Understanding the padding mask for Transformers

For purely educational purposes, my goal is to implement basic Transformer architecture from scratch. So far I focused on the encoder for classification tasks and assumed that all samples in a batch have the same length. This means, I didn’t care about any masking.

However, now I want to support masking. I like to think that I understand the the purpose of, e.g., the target mask so the order cannot “peak into the future”. I generate this mask as follows:

source_batch = torch.LongTensor([
    [1, 2, 3, 0, 0, 0],
    [1, 2, 3, 4, 5, 6],
    [1, 2, 3, 4, 5, 0]

batch_size, seq_len = source_batch.shape

def generate_tgt_mask(size):
    return torch.triu(torch.ones(seq_len, seq_len) * float('-inf'), diagonal=1)



tensor([[0., -inf, -inf, -inf, -inf, -inf],
        [0.,   0., -inf, -inf, -inf, -inf],
        [0.,   0.,   0., -inf, -inf, -inf],
        [0.,   0.,   0.,   0., -inf, -inf],
        [0.,   0.,   0.,   0.,   0., -inf],
        [0.,   0.,   0.,   0.,   0.,   0.]])

which should be the expected outcome when I check the PyTorch docs. This mask has a shape of (L,L) where L is the sequence length of the source or target sequence. Again, this matches the docs.

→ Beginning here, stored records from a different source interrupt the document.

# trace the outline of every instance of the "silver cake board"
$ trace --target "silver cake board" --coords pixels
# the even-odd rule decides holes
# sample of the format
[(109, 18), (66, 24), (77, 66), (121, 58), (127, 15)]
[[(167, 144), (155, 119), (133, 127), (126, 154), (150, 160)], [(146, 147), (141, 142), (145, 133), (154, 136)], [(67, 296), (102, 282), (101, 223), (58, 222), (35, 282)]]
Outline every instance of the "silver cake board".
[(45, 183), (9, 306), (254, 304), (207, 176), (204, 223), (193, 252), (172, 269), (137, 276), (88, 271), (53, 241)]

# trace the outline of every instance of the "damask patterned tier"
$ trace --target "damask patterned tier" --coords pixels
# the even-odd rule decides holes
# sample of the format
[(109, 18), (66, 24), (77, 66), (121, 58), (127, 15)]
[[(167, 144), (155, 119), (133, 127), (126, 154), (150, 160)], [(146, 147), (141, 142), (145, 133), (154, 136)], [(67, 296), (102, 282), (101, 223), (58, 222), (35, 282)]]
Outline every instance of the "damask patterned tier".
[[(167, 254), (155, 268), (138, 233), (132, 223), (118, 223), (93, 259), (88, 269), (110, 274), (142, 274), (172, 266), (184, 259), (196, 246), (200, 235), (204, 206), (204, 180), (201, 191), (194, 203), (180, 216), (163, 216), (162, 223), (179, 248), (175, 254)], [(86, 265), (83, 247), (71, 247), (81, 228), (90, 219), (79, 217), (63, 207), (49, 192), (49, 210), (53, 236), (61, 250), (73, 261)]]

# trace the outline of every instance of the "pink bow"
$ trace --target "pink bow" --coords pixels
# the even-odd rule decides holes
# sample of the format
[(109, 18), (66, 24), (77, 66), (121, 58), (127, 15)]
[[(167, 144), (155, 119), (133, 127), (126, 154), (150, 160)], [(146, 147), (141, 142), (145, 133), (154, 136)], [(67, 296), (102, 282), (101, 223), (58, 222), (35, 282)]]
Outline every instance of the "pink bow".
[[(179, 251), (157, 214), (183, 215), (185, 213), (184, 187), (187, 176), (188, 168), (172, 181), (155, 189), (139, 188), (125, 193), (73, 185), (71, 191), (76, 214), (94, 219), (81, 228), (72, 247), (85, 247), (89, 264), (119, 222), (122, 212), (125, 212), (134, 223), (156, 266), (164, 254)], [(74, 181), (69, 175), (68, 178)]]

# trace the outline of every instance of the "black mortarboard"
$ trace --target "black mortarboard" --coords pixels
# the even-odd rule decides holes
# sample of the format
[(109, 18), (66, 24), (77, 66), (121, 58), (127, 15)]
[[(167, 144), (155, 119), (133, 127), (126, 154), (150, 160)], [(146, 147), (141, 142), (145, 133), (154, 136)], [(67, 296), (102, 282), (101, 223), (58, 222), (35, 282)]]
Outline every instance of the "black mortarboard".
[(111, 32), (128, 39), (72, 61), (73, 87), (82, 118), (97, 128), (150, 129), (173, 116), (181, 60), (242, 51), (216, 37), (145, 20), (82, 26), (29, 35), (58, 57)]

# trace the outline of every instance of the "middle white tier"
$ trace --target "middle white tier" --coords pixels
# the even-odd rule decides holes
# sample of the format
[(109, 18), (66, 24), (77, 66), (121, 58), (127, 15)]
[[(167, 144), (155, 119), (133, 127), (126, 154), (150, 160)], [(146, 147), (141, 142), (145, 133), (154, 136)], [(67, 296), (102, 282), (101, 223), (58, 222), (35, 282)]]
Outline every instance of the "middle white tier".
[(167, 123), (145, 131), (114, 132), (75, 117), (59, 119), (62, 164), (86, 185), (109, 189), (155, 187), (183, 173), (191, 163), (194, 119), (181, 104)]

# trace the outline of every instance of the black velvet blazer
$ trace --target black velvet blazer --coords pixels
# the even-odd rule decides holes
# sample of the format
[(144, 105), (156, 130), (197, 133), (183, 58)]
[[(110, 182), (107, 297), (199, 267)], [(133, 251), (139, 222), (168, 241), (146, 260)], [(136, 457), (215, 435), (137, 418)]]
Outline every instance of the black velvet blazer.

I use this mask in my implementation of the Scaled Dot Product Attention as follows:

class Attention(nn.Module):
    ### Implements Scaled Dot Product Attention
    def __init__(self):

    def forward(self, Q, K, V, mask=None, dropout=None):
        # All shapes: (batch_size, seq_len, hidden_size)
        # Perform Q*K^T (* is the dot product here)
        # We have to use torch.matmul since we work with batches!
        out = torch.matmul(Q, K.transpose(1, 2)) # => shape: (B, L, L)

        # Divide by scaling factor
        out = out / (Q.shape[-1] ** 0.5)

        # Optional: src_mask/tgt_mask (shape: (L, L); mask values are represented by -inf)
        if mask is not None:
            out += mask.unsqueeze(0) # Broadcast since it's the same mask for all samples in batch
        # Push throught softmax layer
        out = f.softmax(out, dim=-1)
        # Optional: Dropout
        if dropout is not None:
            out = nn.Dropout(out, dropout)
        # Multiply with values V
        out = torch.matmul(out, V)
        return out

So far so good…at least I like to think. However, my problem is not the mask to address the padding (e.g. src_key_padding_mask). From different tutorials using the nn.Transformer, this mask can be generated as followes:

pad_token_index = 0

src_key_padding_mask = (source_batch != pad_token_index)



tensor([[ True,  True,  True, False, False, False],
        [ True,  True,  True,  True,  True,  True],
        [ True,  True,  True,  True,  True, False]])

having shape of (N,L) which again matches the doc.

What I’m now missing is: How do I have to incorporate this matrix into my implementation of Attention?